Communities may supplement these basic elements with enhanced control measures that might be needed to address an escalating outbreak, changing transmission patterns or characteristics, variations in compliance, uncertainties about the effectiveness of basic control measures, feasibility and acceptability of specific interventions, or political pressures. Possible enhanced activities might include:

  • Establishment of designated sites for evaluation of possible SARS patients
  • Screening of incoming and/or departing passengers at airports, ports, and land border crossings
  • Quarantine of close contacts of cases or of persons potentially exposed to SARS-CoV by their presence at a particular function, setting, or institution
  • Closing schools, canceling large gatherings, or implementing other “snow day”-type measures for increasing social distance as temporary measures to slow transmission in an affected community

C. Information for Action

As the level of SARS-CoV transmission during an outbreak is dynamic, response activities, by necessity, must also be dynamic.

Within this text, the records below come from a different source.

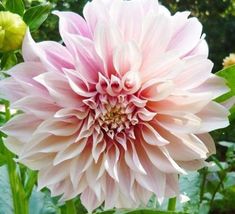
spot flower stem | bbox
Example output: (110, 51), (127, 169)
(66, 200), (77, 214)
(167, 197), (176, 211)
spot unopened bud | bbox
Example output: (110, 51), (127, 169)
(0, 11), (27, 52)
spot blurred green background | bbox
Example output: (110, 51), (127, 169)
(26, 0), (235, 71)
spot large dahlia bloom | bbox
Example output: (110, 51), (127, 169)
(0, 0), (228, 211)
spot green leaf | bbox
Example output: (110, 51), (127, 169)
(216, 65), (235, 102)
(23, 3), (52, 31)
(29, 188), (59, 214)
(0, 154), (7, 166)
(0, 165), (14, 213)
(6, 0), (25, 16)
(180, 172), (201, 214)
(218, 141), (235, 148)
(1, 52), (17, 70)
(0, 2), (5, 11)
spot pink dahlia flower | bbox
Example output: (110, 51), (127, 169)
(0, 0), (228, 211)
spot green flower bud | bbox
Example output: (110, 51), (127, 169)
(0, 11), (27, 52)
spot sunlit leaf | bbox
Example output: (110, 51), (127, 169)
(23, 3), (52, 31)
(6, 0), (25, 16)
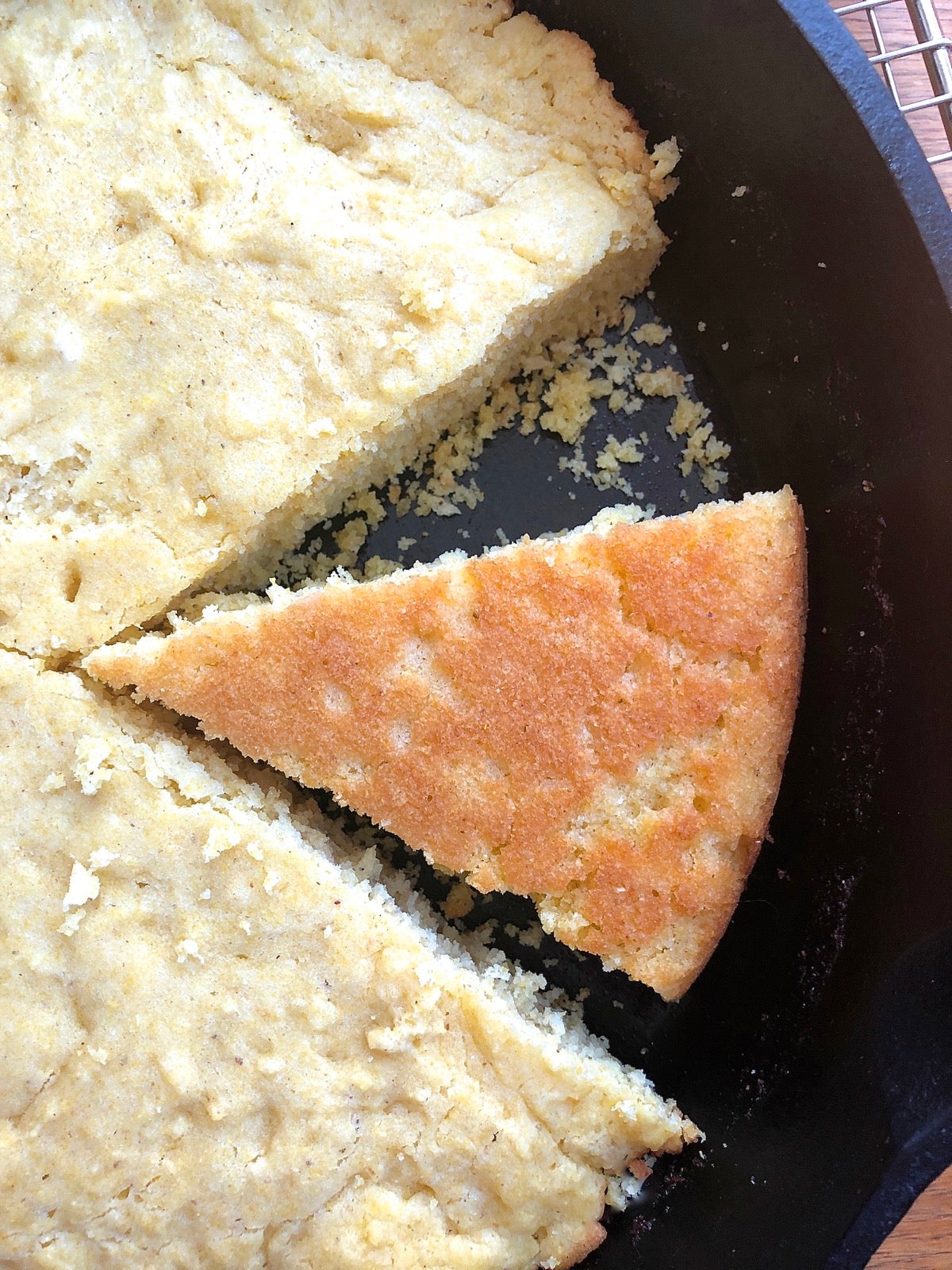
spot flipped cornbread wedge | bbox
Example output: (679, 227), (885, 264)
(0, 652), (698, 1270)
(84, 489), (806, 997)
(0, 0), (677, 656)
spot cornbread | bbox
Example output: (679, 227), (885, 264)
(0, 652), (697, 1270)
(0, 0), (677, 656)
(84, 489), (804, 997)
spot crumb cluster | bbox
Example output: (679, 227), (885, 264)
(279, 302), (730, 587)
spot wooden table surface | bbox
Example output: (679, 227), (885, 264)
(834, 7), (952, 1270)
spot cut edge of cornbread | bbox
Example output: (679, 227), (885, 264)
(199, 235), (666, 608)
(0, 0), (678, 659)
(0, 652), (700, 1270)
(84, 489), (806, 999)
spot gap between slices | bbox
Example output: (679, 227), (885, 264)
(83, 489), (806, 999)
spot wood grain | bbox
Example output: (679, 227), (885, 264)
(868, 1168), (952, 1270)
(831, 0), (952, 203)
(834, 0), (952, 1270)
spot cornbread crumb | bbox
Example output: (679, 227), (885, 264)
(84, 490), (804, 997)
(0, 0), (677, 656)
(0, 652), (698, 1270)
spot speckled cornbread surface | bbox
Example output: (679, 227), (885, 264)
(0, 652), (697, 1270)
(0, 0), (677, 654)
(85, 489), (806, 997)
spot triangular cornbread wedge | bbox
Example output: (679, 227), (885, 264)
(85, 489), (804, 997)
(0, 652), (697, 1270)
(0, 0), (677, 656)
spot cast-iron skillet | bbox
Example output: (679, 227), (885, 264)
(340, 0), (952, 1270)
(533, 0), (952, 1270)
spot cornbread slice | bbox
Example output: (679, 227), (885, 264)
(0, 652), (697, 1270)
(85, 489), (804, 997)
(0, 0), (677, 654)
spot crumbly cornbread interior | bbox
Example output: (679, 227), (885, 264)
(84, 489), (806, 997)
(0, 652), (697, 1270)
(0, 0), (677, 656)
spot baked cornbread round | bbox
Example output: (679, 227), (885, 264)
(0, 0), (677, 654)
(0, 652), (697, 1270)
(84, 489), (806, 997)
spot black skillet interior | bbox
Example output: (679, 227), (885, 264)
(294, 0), (952, 1270)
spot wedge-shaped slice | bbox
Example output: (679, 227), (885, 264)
(0, 652), (697, 1270)
(85, 491), (804, 997)
(0, 0), (677, 654)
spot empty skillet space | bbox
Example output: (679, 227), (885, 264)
(502, 0), (952, 1270)
(265, 0), (952, 1270)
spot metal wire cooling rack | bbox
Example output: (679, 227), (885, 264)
(834, 0), (952, 172)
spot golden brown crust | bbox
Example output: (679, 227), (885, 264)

The key to understanding transmission dynamics and knowing when to escalate the response at the local level is a surveillance system that provides ready access to timely information on the number of new cases, the likely source of exposure for cases, the number of cases not previously identified as contacts, and the number of contacts (prospective cases) with high-risk exposures to known cases.

D. Coordination and Consistency

Although jurisdictions will need to adjust the types and level of response measures to local conditions and resources, they will also need to coordinate with adjacent jurisdictions to ensure consistency among responses and minimize confusion or mistrust that may derive from inexplicable differences in outbreak control strategies.